Subset the list by GCM & emissions scenario

To simplify things, we’ll only work with temperature data for one GCM and one emissions scenario. We can use our index tibble to extract the indices of the elements of our list that use the same GCM and scenario:

(lst_idx <- mercd_stars_tbl %>%
  filter(gcm == "HadGEM2-ES", scenario == "rcp45") %>%
  pull(idx))
#> [1] 1 2

Now we can create a list of stars objects that use this GCM and emissions scenario. At this point, we’re still just working with a regular list.

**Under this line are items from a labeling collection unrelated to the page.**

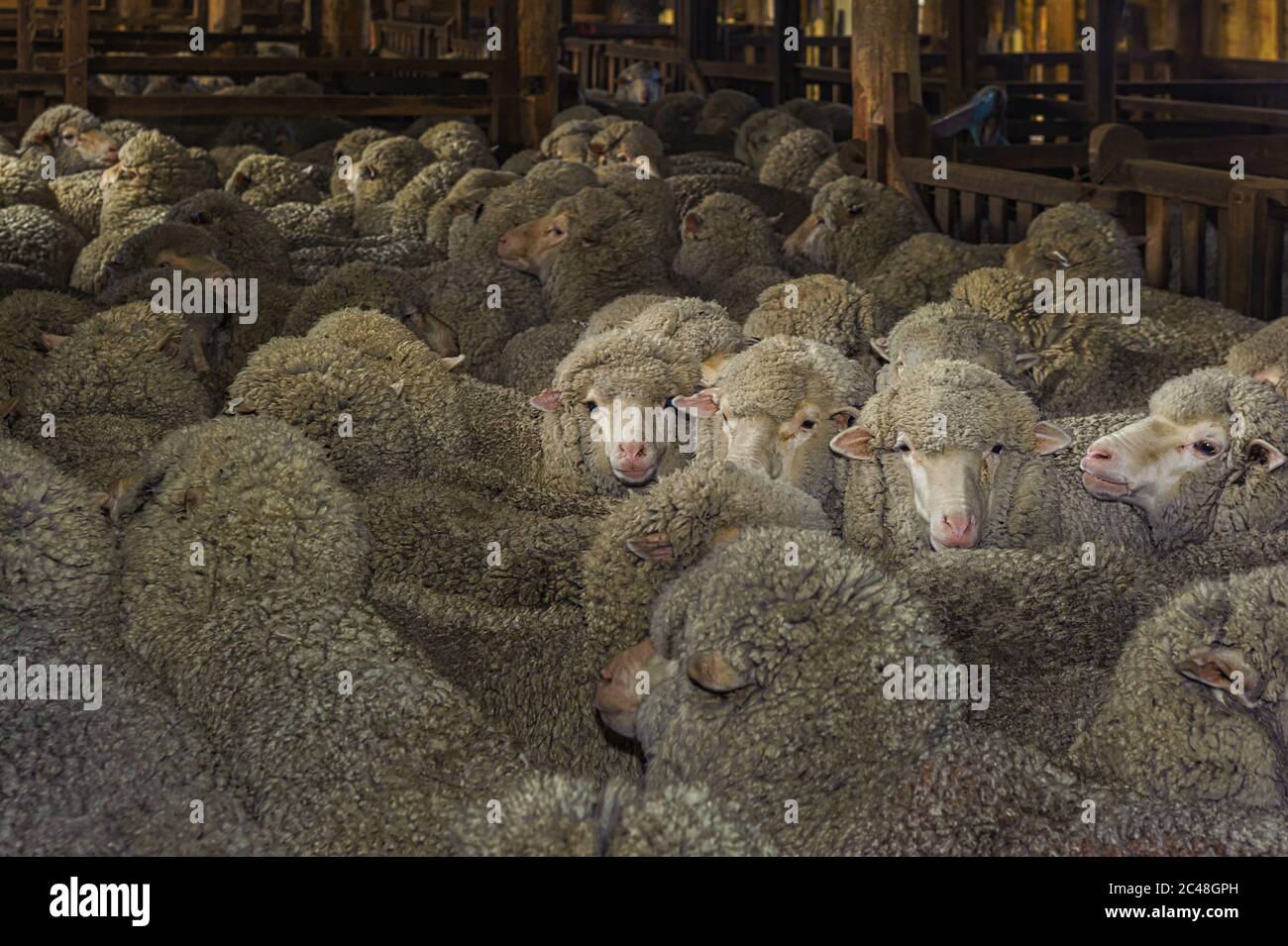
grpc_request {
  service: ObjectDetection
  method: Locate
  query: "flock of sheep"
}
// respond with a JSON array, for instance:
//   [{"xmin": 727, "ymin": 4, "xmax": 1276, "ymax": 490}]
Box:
[{"xmin": 0, "ymin": 77, "xmax": 1288, "ymax": 856}]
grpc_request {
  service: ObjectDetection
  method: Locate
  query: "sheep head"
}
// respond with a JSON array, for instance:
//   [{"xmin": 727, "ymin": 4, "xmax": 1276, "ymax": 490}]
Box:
[
  {"xmin": 1081, "ymin": 368, "xmax": 1288, "ymax": 549},
  {"xmin": 832, "ymin": 361, "xmax": 1070, "ymax": 551}
]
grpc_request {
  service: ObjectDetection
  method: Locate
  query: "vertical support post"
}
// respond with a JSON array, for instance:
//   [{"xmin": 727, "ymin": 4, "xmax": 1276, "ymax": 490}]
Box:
[
  {"xmin": 769, "ymin": 0, "xmax": 805, "ymax": 104},
  {"xmin": 63, "ymin": 0, "xmax": 89, "ymax": 108},
  {"xmin": 1082, "ymin": 0, "xmax": 1122, "ymax": 125}
]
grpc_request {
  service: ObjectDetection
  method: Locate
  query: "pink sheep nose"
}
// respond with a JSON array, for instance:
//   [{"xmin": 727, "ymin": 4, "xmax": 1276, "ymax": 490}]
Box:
[{"xmin": 939, "ymin": 512, "xmax": 976, "ymax": 549}]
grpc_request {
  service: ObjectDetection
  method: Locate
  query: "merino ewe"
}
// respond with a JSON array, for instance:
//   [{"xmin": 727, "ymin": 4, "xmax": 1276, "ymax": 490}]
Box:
[
  {"xmin": 675, "ymin": 336, "xmax": 873, "ymax": 520},
  {"xmin": 832, "ymin": 362, "xmax": 1069, "ymax": 560},
  {"xmin": 1072, "ymin": 567, "xmax": 1288, "ymax": 808},
  {"xmin": 452, "ymin": 775, "xmax": 777, "ymax": 857},
  {"xmin": 224, "ymin": 155, "xmax": 322, "ymax": 210},
  {"xmin": 872, "ymin": 301, "xmax": 1040, "ymax": 394},
  {"xmin": 0, "ymin": 436, "xmax": 261, "ymax": 856},
  {"xmin": 16, "ymin": 302, "xmax": 213, "ymax": 489},
  {"xmin": 497, "ymin": 188, "xmax": 674, "ymax": 322},
  {"xmin": 783, "ymin": 177, "xmax": 919, "ymax": 283},
  {"xmin": 636, "ymin": 529, "xmax": 961, "ymax": 855},
  {"xmin": 20, "ymin": 106, "xmax": 117, "ymax": 176},
  {"xmin": 742, "ymin": 272, "xmax": 894, "ymax": 362},
  {"xmin": 119, "ymin": 418, "xmax": 523, "ymax": 855}
]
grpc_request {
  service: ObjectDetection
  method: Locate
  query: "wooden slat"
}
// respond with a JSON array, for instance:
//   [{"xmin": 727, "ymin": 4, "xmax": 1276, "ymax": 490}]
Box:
[
  {"xmin": 1181, "ymin": 202, "xmax": 1207, "ymax": 296},
  {"xmin": 89, "ymin": 95, "xmax": 493, "ymax": 119},
  {"xmin": 1145, "ymin": 197, "xmax": 1172, "ymax": 289}
]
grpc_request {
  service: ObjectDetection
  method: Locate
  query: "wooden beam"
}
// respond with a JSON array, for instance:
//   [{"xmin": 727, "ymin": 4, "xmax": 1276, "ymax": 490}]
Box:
[
  {"xmin": 518, "ymin": 0, "xmax": 559, "ymax": 148},
  {"xmin": 1082, "ymin": 0, "xmax": 1122, "ymax": 125},
  {"xmin": 63, "ymin": 0, "xmax": 89, "ymax": 108}
]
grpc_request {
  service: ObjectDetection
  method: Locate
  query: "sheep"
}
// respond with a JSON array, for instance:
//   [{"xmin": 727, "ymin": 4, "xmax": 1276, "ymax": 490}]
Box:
[
  {"xmin": 590, "ymin": 121, "xmax": 667, "ymax": 177},
  {"xmin": 1223, "ymin": 318, "xmax": 1288, "ymax": 392},
  {"xmin": 0, "ymin": 158, "xmax": 58, "ymax": 210},
  {"xmin": 349, "ymin": 138, "xmax": 430, "ymax": 236},
  {"xmin": 872, "ymin": 301, "xmax": 1040, "ymax": 394},
  {"xmin": 1070, "ymin": 567, "xmax": 1288, "ymax": 808},
  {"xmin": 0, "ymin": 438, "xmax": 270, "ymax": 856},
  {"xmin": 636, "ymin": 528, "xmax": 965, "ymax": 855},
  {"xmin": 760, "ymin": 129, "xmax": 836, "ymax": 194},
  {"xmin": 0, "ymin": 203, "xmax": 85, "ymax": 289},
  {"xmin": 1081, "ymin": 368, "xmax": 1288, "ymax": 551},
  {"xmin": 742, "ymin": 272, "xmax": 896, "ymax": 363},
  {"xmin": 119, "ymin": 417, "xmax": 524, "ymax": 855},
  {"xmin": 280, "ymin": 263, "xmax": 458, "ymax": 357},
  {"xmin": 224, "ymin": 155, "xmax": 322, "ymax": 210},
  {"xmin": 671, "ymin": 194, "xmax": 787, "ymax": 307},
  {"xmin": 49, "ymin": 171, "xmax": 103, "ymax": 237},
  {"xmin": 330, "ymin": 128, "xmax": 393, "ymax": 197},
  {"xmin": 162, "ymin": 190, "xmax": 293, "ymax": 282},
  {"xmin": 452, "ymin": 775, "xmax": 777, "ymax": 857},
  {"xmin": 14, "ymin": 302, "xmax": 213, "ymax": 487},
  {"xmin": 675, "ymin": 336, "xmax": 873, "ymax": 520},
  {"xmin": 863, "ymin": 233, "xmax": 1006, "ymax": 313},
  {"xmin": 666, "ymin": 173, "xmax": 808, "ymax": 236},
  {"xmin": 497, "ymin": 188, "xmax": 674, "ymax": 322},
  {"xmin": 18, "ymin": 106, "xmax": 117, "ymax": 175},
  {"xmin": 389, "ymin": 160, "xmax": 472, "ymax": 238},
  {"xmin": 783, "ymin": 177, "xmax": 919, "ymax": 283},
  {"xmin": 832, "ymin": 361, "xmax": 1070, "ymax": 560}
]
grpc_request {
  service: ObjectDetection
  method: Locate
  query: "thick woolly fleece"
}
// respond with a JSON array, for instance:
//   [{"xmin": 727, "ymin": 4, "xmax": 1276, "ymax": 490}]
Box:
[
  {"xmin": 695, "ymin": 335, "xmax": 875, "ymax": 521},
  {"xmin": 863, "ymin": 233, "xmax": 1008, "ymax": 313},
  {"xmin": 120, "ymin": 418, "xmax": 523, "ymax": 855},
  {"xmin": 876, "ymin": 300, "xmax": 1033, "ymax": 394},
  {"xmin": 1072, "ymin": 567, "xmax": 1288, "ymax": 807},
  {"xmin": 538, "ymin": 188, "xmax": 678, "ymax": 322},
  {"xmin": 452, "ymin": 775, "xmax": 777, "ymax": 857},
  {"xmin": 581, "ymin": 464, "xmax": 832, "ymax": 650},
  {"xmin": 842, "ymin": 362, "xmax": 1061, "ymax": 560},
  {"xmin": 800, "ymin": 176, "xmax": 919, "ymax": 283},
  {"xmin": 671, "ymin": 193, "xmax": 786, "ymax": 297},
  {"xmin": 0, "ymin": 436, "xmax": 270, "ymax": 857},
  {"xmin": 636, "ymin": 529, "xmax": 963, "ymax": 855},
  {"xmin": 14, "ymin": 302, "xmax": 214, "ymax": 489},
  {"xmin": 742, "ymin": 272, "xmax": 897, "ymax": 366},
  {"xmin": 541, "ymin": 328, "xmax": 702, "ymax": 495}
]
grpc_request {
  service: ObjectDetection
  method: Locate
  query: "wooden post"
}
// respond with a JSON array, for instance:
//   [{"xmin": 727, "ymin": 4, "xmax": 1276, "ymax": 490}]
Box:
[
  {"xmin": 63, "ymin": 0, "xmax": 89, "ymax": 108},
  {"xmin": 1082, "ymin": 0, "xmax": 1122, "ymax": 125},
  {"xmin": 518, "ymin": 0, "xmax": 559, "ymax": 148},
  {"xmin": 850, "ymin": 0, "xmax": 921, "ymax": 138},
  {"xmin": 769, "ymin": 0, "xmax": 805, "ymax": 104},
  {"xmin": 14, "ymin": 0, "xmax": 37, "ymax": 137}
]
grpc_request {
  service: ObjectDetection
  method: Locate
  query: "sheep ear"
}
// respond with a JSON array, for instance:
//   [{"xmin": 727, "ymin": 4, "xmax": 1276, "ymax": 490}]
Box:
[
  {"xmin": 702, "ymin": 352, "xmax": 733, "ymax": 386},
  {"xmin": 528, "ymin": 387, "xmax": 563, "ymax": 410},
  {"xmin": 1033, "ymin": 421, "xmax": 1073, "ymax": 456},
  {"xmin": 688, "ymin": 650, "xmax": 750, "ymax": 692},
  {"xmin": 671, "ymin": 387, "xmax": 720, "ymax": 417},
  {"xmin": 1176, "ymin": 645, "xmax": 1265, "ymax": 702},
  {"xmin": 1246, "ymin": 438, "xmax": 1288, "ymax": 473},
  {"xmin": 832, "ymin": 405, "xmax": 859, "ymax": 430},
  {"xmin": 626, "ymin": 532, "xmax": 675, "ymax": 565},
  {"xmin": 831, "ymin": 426, "xmax": 877, "ymax": 460}
]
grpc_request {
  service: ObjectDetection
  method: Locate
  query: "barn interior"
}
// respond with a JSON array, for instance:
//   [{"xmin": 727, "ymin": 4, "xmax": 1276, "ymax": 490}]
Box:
[{"xmin": 0, "ymin": 0, "xmax": 1288, "ymax": 856}]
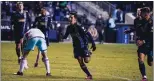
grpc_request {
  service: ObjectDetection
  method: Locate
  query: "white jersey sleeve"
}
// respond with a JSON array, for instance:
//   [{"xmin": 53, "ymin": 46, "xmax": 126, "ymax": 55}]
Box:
[{"xmin": 24, "ymin": 28, "xmax": 45, "ymax": 40}]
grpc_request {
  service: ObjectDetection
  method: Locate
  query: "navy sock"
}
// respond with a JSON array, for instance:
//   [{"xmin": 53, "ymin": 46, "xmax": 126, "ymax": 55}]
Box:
[
  {"xmin": 81, "ymin": 65, "xmax": 91, "ymax": 76},
  {"xmin": 139, "ymin": 63, "xmax": 146, "ymax": 77}
]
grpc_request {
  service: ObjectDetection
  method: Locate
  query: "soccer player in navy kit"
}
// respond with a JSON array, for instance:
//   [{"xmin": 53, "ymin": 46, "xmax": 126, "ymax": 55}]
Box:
[
  {"xmin": 11, "ymin": 2, "xmax": 31, "ymax": 64},
  {"xmin": 125, "ymin": 7, "xmax": 153, "ymax": 81},
  {"xmin": 63, "ymin": 12, "xmax": 96, "ymax": 79}
]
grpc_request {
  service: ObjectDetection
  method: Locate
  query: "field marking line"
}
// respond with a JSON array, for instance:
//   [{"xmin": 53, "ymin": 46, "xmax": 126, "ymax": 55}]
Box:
[{"xmin": 110, "ymin": 75, "xmax": 132, "ymax": 81}]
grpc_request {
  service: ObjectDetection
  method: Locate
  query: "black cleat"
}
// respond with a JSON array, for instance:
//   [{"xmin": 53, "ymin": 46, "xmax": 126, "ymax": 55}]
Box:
[
  {"xmin": 14, "ymin": 71, "xmax": 23, "ymax": 76},
  {"xmin": 18, "ymin": 58, "xmax": 21, "ymax": 64},
  {"xmin": 46, "ymin": 73, "xmax": 51, "ymax": 76},
  {"xmin": 85, "ymin": 76, "xmax": 93, "ymax": 80}
]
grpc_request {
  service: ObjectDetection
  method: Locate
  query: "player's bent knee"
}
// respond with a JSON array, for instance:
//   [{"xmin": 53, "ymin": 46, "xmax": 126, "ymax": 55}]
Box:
[
  {"xmin": 84, "ymin": 57, "xmax": 90, "ymax": 63},
  {"xmin": 42, "ymin": 57, "xmax": 49, "ymax": 62}
]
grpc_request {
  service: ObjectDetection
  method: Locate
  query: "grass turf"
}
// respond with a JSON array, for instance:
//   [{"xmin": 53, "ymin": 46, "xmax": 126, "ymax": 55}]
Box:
[{"xmin": 1, "ymin": 43, "xmax": 152, "ymax": 81}]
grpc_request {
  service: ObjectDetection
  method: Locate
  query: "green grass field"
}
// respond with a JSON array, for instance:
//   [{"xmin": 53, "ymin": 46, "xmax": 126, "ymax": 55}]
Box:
[{"xmin": 1, "ymin": 43, "xmax": 152, "ymax": 81}]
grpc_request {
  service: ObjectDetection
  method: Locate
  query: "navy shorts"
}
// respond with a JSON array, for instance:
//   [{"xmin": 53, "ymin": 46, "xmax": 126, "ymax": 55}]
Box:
[{"xmin": 74, "ymin": 48, "xmax": 90, "ymax": 58}]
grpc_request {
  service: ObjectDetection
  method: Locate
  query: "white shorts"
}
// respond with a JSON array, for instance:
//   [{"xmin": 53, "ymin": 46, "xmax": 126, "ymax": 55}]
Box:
[{"xmin": 24, "ymin": 37, "xmax": 47, "ymax": 51}]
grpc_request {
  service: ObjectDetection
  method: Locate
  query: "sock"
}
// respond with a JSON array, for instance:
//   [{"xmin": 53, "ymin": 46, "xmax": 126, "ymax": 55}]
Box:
[
  {"xmin": 16, "ymin": 48, "xmax": 20, "ymax": 58},
  {"xmin": 44, "ymin": 58, "xmax": 50, "ymax": 73},
  {"xmin": 81, "ymin": 64, "xmax": 91, "ymax": 76},
  {"xmin": 139, "ymin": 62, "xmax": 146, "ymax": 77},
  {"xmin": 19, "ymin": 59, "xmax": 26, "ymax": 72},
  {"xmin": 24, "ymin": 59, "xmax": 28, "ymax": 69}
]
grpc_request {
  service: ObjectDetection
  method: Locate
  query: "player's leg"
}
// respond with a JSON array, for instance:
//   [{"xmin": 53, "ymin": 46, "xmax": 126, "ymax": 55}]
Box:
[
  {"xmin": 34, "ymin": 48, "xmax": 41, "ymax": 67},
  {"xmin": 147, "ymin": 51, "xmax": 153, "ymax": 66},
  {"xmin": 77, "ymin": 56, "xmax": 92, "ymax": 79},
  {"xmin": 137, "ymin": 45, "xmax": 147, "ymax": 81},
  {"xmin": 15, "ymin": 37, "xmax": 22, "ymax": 64},
  {"xmin": 138, "ymin": 53, "xmax": 146, "ymax": 78},
  {"xmin": 17, "ymin": 50, "xmax": 30, "ymax": 75},
  {"xmin": 17, "ymin": 38, "xmax": 38, "ymax": 75},
  {"xmin": 37, "ymin": 38, "xmax": 51, "ymax": 76},
  {"xmin": 84, "ymin": 49, "xmax": 92, "ymax": 63}
]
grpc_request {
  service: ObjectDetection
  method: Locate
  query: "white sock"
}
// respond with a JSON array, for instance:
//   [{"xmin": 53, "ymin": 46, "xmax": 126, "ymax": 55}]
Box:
[
  {"xmin": 44, "ymin": 58, "xmax": 50, "ymax": 73},
  {"xmin": 19, "ymin": 59, "xmax": 26, "ymax": 72}
]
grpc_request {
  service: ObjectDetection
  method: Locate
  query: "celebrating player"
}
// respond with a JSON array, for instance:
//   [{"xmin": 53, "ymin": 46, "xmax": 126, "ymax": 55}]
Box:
[
  {"xmin": 11, "ymin": 2, "xmax": 31, "ymax": 64},
  {"xmin": 125, "ymin": 7, "xmax": 153, "ymax": 81},
  {"xmin": 63, "ymin": 12, "xmax": 96, "ymax": 79},
  {"xmin": 16, "ymin": 28, "xmax": 51, "ymax": 76}
]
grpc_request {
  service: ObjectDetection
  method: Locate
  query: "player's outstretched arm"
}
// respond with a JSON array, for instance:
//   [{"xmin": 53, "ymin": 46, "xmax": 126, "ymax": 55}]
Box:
[{"xmin": 87, "ymin": 32, "xmax": 96, "ymax": 51}]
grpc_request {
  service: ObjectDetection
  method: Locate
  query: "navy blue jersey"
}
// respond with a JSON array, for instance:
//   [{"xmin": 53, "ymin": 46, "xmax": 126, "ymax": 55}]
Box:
[
  {"xmin": 11, "ymin": 11, "xmax": 31, "ymax": 37},
  {"xmin": 63, "ymin": 24, "xmax": 93, "ymax": 48},
  {"xmin": 34, "ymin": 15, "xmax": 51, "ymax": 37}
]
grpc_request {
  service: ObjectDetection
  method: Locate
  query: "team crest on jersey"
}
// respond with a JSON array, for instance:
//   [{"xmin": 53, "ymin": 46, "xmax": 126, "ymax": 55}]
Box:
[{"xmin": 88, "ymin": 26, "xmax": 98, "ymax": 40}]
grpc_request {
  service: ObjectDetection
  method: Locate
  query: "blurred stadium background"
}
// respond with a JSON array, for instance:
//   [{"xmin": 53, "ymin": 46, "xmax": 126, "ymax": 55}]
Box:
[
  {"xmin": 1, "ymin": 1, "xmax": 153, "ymax": 81},
  {"xmin": 1, "ymin": 1, "xmax": 153, "ymax": 43}
]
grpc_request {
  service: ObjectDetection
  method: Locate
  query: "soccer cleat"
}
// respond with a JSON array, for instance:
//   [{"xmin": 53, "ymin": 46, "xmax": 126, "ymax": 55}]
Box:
[
  {"xmin": 14, "ymin": 71, "xmax": 23, "ymax": 76},
  {"xmin": 85, "ymin": 76, "xmax": 93, "ymax": 80},
  {"xmin": 46, "ymin": 73, "xmax": 51, "ymax": 76},
  {"xmin": 34, "ymin": 63, "xmax": 38, "ymax": 67}
]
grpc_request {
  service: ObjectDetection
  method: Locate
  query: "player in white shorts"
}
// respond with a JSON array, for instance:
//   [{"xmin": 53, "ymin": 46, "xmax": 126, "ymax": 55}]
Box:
[{"xmin": 16, "ymin": 28, "xmax": 51, "ymax": 76}]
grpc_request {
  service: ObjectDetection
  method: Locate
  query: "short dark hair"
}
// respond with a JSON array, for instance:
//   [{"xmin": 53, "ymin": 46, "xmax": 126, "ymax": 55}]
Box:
[
  {"xmin": 70, "ymin": 11, "xmax": 77, "ymax": 19},
  {"xmin": 141, "ymin": 7, "xmax": 150, "ymax": 13},
  {"xmin": 16, "ymin": 1, "xmax": 24, "ymax": 6}
]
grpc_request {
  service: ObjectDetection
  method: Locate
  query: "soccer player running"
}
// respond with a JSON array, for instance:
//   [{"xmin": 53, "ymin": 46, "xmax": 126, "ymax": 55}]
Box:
[
  {"xmin": 63, "ymin": 12, "xmax": 96, "ymax": 80},
  {"xmin": 33, "ymin": 8, "xmax": 51, "ymax": 67},
  {"xmin": 125, "ymin": 7, "xmax": 153, "ymax": 81},
  {"xmin": 11, "ymin": 2, "xmax": 31, "ymax": 64},
  {"xmin": 16, "ymin": 28, "xmax": 51, "ymax": 76}
]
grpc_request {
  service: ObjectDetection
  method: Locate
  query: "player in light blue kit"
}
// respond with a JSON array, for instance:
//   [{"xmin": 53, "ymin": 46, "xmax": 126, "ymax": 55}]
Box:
[{"xmin": 16, "ymin": 28, "xmax": 51, "ymax": 76}]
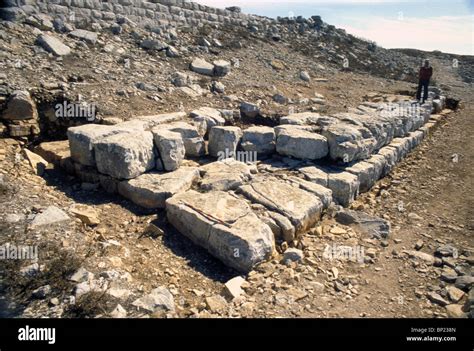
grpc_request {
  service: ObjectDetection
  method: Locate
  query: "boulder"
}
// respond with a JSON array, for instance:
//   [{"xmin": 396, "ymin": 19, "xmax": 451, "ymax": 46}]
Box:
[
  {"xmin": 189, "ymin": 58, "xmax": 214, "ymax": 76},
  {"xmin": 166, "ymin": 190, "xmax": 275, "ymax": 272},
  {"xmin": 36, "ymin": 34, "xmax": 71, "ymax": 56},
  {"xmin": 67, "ymin": 123, "xmax": 129, "ymax": 166},
  {"xmin": 94, "ymin": 132, "xmax": 156, "ymax": 179},
  {"xmin": 152, "ymin": 128, "xmax": 186, "ymax": 171},
  {"xmin": 208, "ymin": 126, "xmax": 242, "ymax": 160},
  {"xmin": 190, "ymin": 107, "xmax": 225, "ymax": 137},
  {"xmin": 241, "ymin": 127, "xmax": 276, "ymax": 155},
  {"xmin": 239, "ymin": 177, "xmax": 323, "ymax": 234},
  {"xmin": 118, "ymin": 167, "xmax": 199, "ymax": 208},
  {"xmin": 276, "ymin": 129, "xmax": 328, "ymax": 160},
  {"xmin": 212, "ymin": 60, "xmax": 231, "ymax": 77},
  {"xmin": 199, "ymin": 158, "xmax": 252, "ymax": 191},
  {"xmin": 2, "ymin": 90, "xmax": 38, "ymax": 120}
]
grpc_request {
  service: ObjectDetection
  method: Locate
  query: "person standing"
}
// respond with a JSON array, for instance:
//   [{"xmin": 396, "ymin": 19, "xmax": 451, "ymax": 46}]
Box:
[{"xmin": 416, "ymin": 60, "xmax": 433, "ymax": 104}]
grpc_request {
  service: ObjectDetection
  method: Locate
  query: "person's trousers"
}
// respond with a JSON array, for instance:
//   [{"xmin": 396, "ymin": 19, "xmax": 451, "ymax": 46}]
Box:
[{"xmin": 416, "ymin": 79, "xmax": 430, "ymax": 102}]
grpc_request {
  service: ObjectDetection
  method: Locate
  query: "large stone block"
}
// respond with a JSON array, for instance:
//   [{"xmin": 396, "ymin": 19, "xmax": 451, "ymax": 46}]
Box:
[
  {"xmin": 190, "ymin": 107, "xmax": 225, "ymax": 137},
  {"xmin": 67, "ymin": 124, "xmax": 129, "ymax": 166},
  {"xmin": 276, "ymin": 129, "xmax": 328, "ymax": 160},
  {"xmin": 166, "ymin": 190, "xmax": 275, "ymax": 272},
  {"xmin": 328, "ymin": 172, "xmax": 359, "ymax": 207},
  {"xmin": 94, "ymin": 132, "xmax": 156, "ymax": 179},
  {"xmin": 2, "ymin": 90, "xmax": 38, "ymax": 120},
  {"xmin": 118, "ymin": 167, "xmax": 199, "ymax": 208},
  {"xmin": 241, "ymin": 127, "xmax": 276, "ymax": 155},
  {"xmin": 156, "ymin": 122, "xmax": 206, "ymax": 157},
  {"xmin": 200, "ymin": 158, "xmax": 252, "ymax": 191},
  {"xmin": 344, "ymin": 161, "xmax": 378, "ymax": 192},
  {"xmin": 239, "ymin": 177, "xmax": 323, "ymax": 234},
  {"xmin": 152, "ymin": 128, "xmax": 186, "ymax": 171},
  {"xmin": 208, "ymin": 127, "xmax": 242, "ymax": 159}
]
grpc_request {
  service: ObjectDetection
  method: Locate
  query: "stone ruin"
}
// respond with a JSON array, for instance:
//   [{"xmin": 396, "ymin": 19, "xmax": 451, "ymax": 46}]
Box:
[{"xmin": 30, "ymin": 94, "xmax": 445, "ymax": 272}]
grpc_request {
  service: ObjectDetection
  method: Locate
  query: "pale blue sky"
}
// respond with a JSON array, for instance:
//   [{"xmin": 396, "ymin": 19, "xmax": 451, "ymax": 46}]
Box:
[{"xmin": 197, "ymin": 0, "xmax": 474, "ymax": 55}]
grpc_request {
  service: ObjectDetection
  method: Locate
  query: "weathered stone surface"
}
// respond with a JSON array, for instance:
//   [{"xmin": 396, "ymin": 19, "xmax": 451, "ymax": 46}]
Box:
[
  {"xmin": 200, "ymin": 158, "xmax": 252, "ymax": 191},
  {"xmin": 377, "ymin": 146, "xmax": 398, "ymax": 175},
  {"xmin": 23, "ymin": 149, "xmax": 48, "ymax": 176},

We’ll subset the list using extract() (magrittr package) which is the equivalent of subsetting a list with [].

one_gcm_scen_lst <- mercd_stars_lst %>% extract(lst_idx)
class(one_gcm_scen_lst)
#> [1] "list"
names(one_gcm_scen_lst)
#> [1] "tasmin_day_HadGEM2-ES_rcp45_fips-06047" "tasmax_day_HadGEM2-ES_rcp45_fips-06047"

We now have a list with two stars objects. The two stars objects have the same spatial area, dates, GCM and emission scenario. But one is tasmin and the other is tasmax. Our goal is to compute growing degree days, which is computed by (tasmin + tasmax / 2) - basetemp. So we need to get tasmin and tasmax in the same stars object as a new dimension we’ll call ‘cvar’.

To get them into a single stars object, we’ll ‘merge’ them together using c(). The stars package provides a special version of c() which has been adapted for combining stars objects. The stars c() has an optional ‘along’ argument, which is how we tell it that we want the values from the two stars objects to be turned into another dimension (as opposed to a 2nd attribute).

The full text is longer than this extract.